During Trump’s term, gas prices averaged $2.57, compared with $3.60 so far under Biden
Gas prices were lower during Trump’s presidency for reasons unrelated to his policies and those factors are no longer in play. Anyone expecting Trump to take significant action to lower energy prices if he returns to the White House is likely to be sorely disappointed.
To set the record straight: oil and gasoline prices were relatively low from 2014 through early 2021, including during Trump’s presidency. When Trump assumed office in January 2017, the average gas price was $2.47 per gallon. Over his four-year term, the average price was only slightly higher at $2.57. Excluding the impact of the COVID pandemic during Trump’s final months—which caused a drastic drop in oil and gas prices—the average price was $2.67.

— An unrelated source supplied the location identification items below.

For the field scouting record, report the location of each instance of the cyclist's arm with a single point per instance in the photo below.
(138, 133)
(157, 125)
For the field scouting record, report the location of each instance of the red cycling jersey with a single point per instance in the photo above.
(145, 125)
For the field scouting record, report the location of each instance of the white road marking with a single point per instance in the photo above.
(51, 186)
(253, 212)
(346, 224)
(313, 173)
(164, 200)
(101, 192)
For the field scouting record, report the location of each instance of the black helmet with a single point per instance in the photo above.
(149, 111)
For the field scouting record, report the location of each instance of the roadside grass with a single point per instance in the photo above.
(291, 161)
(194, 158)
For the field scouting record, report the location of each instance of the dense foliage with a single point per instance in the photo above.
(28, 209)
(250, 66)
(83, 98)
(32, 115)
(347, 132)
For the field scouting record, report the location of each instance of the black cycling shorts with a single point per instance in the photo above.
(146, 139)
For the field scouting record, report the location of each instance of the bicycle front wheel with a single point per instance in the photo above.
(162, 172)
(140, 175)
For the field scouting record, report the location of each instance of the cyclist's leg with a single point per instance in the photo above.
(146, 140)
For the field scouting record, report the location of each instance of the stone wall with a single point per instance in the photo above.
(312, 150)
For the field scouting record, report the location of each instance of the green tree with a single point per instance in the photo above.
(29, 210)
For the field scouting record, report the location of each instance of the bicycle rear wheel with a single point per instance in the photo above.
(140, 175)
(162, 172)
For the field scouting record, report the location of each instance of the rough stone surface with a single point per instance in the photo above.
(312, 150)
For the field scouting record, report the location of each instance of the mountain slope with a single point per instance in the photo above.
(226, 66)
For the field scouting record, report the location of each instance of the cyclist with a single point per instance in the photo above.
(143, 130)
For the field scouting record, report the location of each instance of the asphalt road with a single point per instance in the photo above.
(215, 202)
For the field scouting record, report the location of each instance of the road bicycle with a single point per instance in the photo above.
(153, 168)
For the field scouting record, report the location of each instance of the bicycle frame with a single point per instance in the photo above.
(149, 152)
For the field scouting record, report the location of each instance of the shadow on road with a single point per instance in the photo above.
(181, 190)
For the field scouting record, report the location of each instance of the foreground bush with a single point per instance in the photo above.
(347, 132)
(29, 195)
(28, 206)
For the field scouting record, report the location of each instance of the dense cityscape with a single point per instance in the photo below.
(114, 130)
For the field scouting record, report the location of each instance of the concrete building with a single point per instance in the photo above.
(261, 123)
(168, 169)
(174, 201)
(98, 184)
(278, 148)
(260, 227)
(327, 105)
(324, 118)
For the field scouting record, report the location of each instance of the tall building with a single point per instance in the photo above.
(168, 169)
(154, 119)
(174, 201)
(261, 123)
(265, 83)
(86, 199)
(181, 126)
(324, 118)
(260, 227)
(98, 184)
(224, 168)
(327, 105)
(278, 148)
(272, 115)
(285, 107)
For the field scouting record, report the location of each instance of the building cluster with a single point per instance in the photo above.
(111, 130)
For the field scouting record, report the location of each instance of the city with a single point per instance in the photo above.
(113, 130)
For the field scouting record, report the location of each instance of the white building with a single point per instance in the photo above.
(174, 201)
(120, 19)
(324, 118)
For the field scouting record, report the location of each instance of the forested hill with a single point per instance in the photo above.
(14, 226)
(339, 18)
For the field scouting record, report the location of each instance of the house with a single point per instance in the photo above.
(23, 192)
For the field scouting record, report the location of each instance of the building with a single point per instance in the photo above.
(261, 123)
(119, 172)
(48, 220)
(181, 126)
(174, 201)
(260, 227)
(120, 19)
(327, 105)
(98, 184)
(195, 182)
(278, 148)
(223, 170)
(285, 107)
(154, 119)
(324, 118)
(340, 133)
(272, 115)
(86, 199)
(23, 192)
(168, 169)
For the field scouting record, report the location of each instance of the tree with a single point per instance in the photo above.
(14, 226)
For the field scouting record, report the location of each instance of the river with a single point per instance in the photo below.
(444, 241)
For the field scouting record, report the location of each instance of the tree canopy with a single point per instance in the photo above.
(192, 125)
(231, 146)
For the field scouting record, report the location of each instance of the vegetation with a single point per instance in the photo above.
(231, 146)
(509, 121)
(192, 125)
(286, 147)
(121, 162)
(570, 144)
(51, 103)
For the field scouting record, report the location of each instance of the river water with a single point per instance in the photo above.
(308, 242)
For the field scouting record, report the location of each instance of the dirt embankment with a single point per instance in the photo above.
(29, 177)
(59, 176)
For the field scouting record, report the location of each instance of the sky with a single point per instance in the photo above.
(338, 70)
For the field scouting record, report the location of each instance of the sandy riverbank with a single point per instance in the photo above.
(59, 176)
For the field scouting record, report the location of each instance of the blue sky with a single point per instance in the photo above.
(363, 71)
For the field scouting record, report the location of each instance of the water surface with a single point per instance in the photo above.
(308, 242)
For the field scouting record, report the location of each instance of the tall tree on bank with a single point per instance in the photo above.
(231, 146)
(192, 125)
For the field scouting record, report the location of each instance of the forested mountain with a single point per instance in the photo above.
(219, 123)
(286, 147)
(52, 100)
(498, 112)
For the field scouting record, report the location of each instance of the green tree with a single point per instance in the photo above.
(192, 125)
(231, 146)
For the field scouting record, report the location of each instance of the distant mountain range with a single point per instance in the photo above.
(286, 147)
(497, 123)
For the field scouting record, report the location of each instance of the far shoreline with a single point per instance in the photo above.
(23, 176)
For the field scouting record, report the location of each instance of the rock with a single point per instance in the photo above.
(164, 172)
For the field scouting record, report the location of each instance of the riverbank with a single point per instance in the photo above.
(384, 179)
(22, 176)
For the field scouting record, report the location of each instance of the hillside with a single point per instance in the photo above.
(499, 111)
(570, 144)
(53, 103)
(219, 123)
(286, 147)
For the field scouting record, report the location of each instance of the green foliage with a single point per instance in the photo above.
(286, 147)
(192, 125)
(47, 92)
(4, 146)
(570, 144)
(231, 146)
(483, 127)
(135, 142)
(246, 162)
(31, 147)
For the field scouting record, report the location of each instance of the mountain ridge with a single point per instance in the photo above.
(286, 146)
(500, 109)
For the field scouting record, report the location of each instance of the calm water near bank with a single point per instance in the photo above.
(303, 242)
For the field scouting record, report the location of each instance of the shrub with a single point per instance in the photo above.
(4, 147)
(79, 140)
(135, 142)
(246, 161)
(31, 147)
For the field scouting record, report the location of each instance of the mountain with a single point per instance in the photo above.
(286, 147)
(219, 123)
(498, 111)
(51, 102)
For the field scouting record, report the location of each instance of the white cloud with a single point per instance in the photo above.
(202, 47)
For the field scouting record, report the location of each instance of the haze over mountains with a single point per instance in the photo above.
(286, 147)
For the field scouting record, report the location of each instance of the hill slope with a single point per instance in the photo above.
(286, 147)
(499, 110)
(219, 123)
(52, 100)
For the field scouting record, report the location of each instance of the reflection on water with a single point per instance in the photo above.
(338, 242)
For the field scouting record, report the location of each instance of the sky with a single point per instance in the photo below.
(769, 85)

When Biden took office in January 2021, gas prices averaged $2.42 per gallon. Prices surged along with oil, reaching a peak of $5 per gallon in June 2022. So far under Biden, the average gas price has been $3.61 per gallon, which is 40% higher than the average during Trump’s term and 35% higher if the COVID period is excluded.
Even when adjusted for inflation, gas prices have been notably higher under Biden. The average gas price during Trump’s presidency, adjusted to 2024 dollars, was $3.18, while under Biden, it has been $3.86—21% higher when inflation is considered.
It might be tempting to blame Biden for the higher gas prices of the past two years, given his support for green energy and his criticism of the fossil fuel industry, while Trump advocates for increased oil and gas production with his “drill, baby, drill” approach.
However, market forces beyond any U.S. president’s control largely explain the recent trends in oil and gas prices. These same forces also undermine the notion that any president could implement policies to significantly lower gasoline and energy costs for Americans.
Trump’s presidency coincided with the rise of hydraulic fracturing (fracking), which greatly increased U.S. oil production, a trend that began under the Obama administration around 2012. As shown in the accompanying chart, U.S. oil production reached new highs during Obama’s presidency in 2015, continued to rise under Trump, and then fell sharply due to the COVID pandemic in 2020.
Surprisingly, U.S. oil production hit another record high under Biden, despite his cancellation of the Keystone XL pipeline and other measures to limit domestic oil and gas development. Biden also enacted substantial green energy incentives aimed at reducing fossil fuel use.
Nevertheless, the U.S. president does not control oil or natural gas production like leaders of major autocratic oil-producing countries such as Saudi Arabia and Russia. The U.S. government does not impose production quotas; rather, private companies make drilling decisions based on their financial interests.
In the early days of fracking, many energy companies and their investors prioritized growth and market share over profitability, similar to many emerging industries. At the same time, Saudi Arabia and other OPEC+ nations increased their production to protect their global market share against American competition.
This oversupply kept prices low, leading to financial losses for many U.S. energy firms. According to Raoul LeBlanc, vice president of energy at S&P Global, "U.S. energy investors subsidized consumers around the world.” He added, “U.S. consumers got used to low prices they think of as normal. But for these firms to be profitable, prices have to be higher.”